By Tracy Maxwell
For as long as I can remember, I have valued independence, believing it is important to stand on my own two feet, and do it myself. This has led to some interesting dynamics in my personal and professional lives, such as not being a great delegator, maintaining high expectations that things be done as well as I would do them myself, and not always fully recognizing or acknowledging the contributions made by others.
When I was first diagnosed with cancer, the hardest thing for me was asking for help. I knew I couldn’t do it on my own, and people wanted to contribute to me, but it took some time to identify what I needed and ask for it. It was even more difficult to actually receive it. I was the one that was supposed to be helpful. Giving has always been way more comfortable for me.
Facing your own mortality at 36 is difficult. Grasping the fact that you will likely lose your fertility as a result of treatment, and wondering, “Who will ever love me now?” is even tougher. I can see all the lessons and silver linings of the journey in retrospect, but hearing those words – “you have cancer” is just scary. Even after eight years, the news never gets easier.
I believe strongly in the mind-body-spirit connection in both causing and healing illness. Stress, loneliness, isolation, abuse, and all manner of psychological issues impact our physical health. Even though I have had a good life free from major trauma, I recently came to grips with the fact that I created cancer in my life in order to receive what I perceived was missing: love, support, connection, and a break from my crazy schedule.
This is both difficult for me to admit – that I would need to manufacture an illness to receive those things – and empowering. Because if I created it, I can un-create it too. I take full responsibility for my life and my health, but I realize now that I don’t have to do it alone. In fact, I know that I can’t.

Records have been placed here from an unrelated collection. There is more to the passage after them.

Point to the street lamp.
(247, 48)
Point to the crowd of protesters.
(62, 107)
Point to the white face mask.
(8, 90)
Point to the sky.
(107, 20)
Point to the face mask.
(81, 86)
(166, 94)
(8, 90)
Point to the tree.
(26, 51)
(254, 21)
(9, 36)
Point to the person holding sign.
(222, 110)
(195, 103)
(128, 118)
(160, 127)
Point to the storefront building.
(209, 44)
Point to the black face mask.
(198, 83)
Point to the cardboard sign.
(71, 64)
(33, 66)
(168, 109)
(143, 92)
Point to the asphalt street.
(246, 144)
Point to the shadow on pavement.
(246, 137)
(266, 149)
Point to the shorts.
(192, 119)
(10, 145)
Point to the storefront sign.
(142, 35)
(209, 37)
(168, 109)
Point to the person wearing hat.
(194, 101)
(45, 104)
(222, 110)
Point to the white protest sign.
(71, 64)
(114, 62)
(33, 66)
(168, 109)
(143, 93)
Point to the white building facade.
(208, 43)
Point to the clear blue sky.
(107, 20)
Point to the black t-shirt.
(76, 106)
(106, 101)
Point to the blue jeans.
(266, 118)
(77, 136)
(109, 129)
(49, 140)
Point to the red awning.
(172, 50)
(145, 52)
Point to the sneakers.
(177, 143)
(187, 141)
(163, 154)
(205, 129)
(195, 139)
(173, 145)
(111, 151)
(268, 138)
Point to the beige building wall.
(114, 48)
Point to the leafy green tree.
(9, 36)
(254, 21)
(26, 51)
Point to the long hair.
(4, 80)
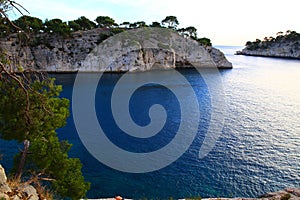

Last year, I was actively writing my book (just released), transitioning away from a nonprofit that I founded, and moving toward a new career as an author, speaker, and coach. On June 3, 2013, I received my final paycheck, submitted my book manuscript to the publisher, and got the news from my oncologist that the masses in my abdomen that we had been watching for 18 months were growing and one of them was beginning to press against my kidney.
I knew I wasn’t going to do more chemo, and I had avoided surgery for as long as I could, but now, going under the knife again was staring me in the face. It would have been so easy to despair at going through cancer again, for the third time. With my fourth surgery looming, I knew I wanted to pursue alternative treatments and found a great clinic in California to help, but it was expensive, and being very recently unemployed and starting a new business, I didn’t even have funds to pay my mortgage, much less spring for pricey clinic bills not covered by health insurance.
This is where the vulnerable part comes in. I asked my community for support. I had asked before, and they always answered, but this was a BIG ask. I needed to raise $30,000 and fast. I set up a fundraising page and watched, amazed, as the money rolled in to pay for my treatment. So many people showed up to help once again with meals, support getting to and from the hospital, and all manner of support after surgery. One friend stayed with me for several days and nursed me, and when my condo stairs were being repaired and I couldn’t easily get in and out of a second-story unit, another shared a guest room in her house and looked after me for a week.
None of it would have happened if I hadn’t allowed myself to be vulnerable and share what I was going through and what I needed. There is a fine line between being a victim – complaining, whining, and asking, “Why me?” and being vulnerable – sharing authentically what is difficult and humbly asking for support. I am so glad to have recognized this line and consciously moved to the other side of it through my cancer experiences. It has made all the difference in my life.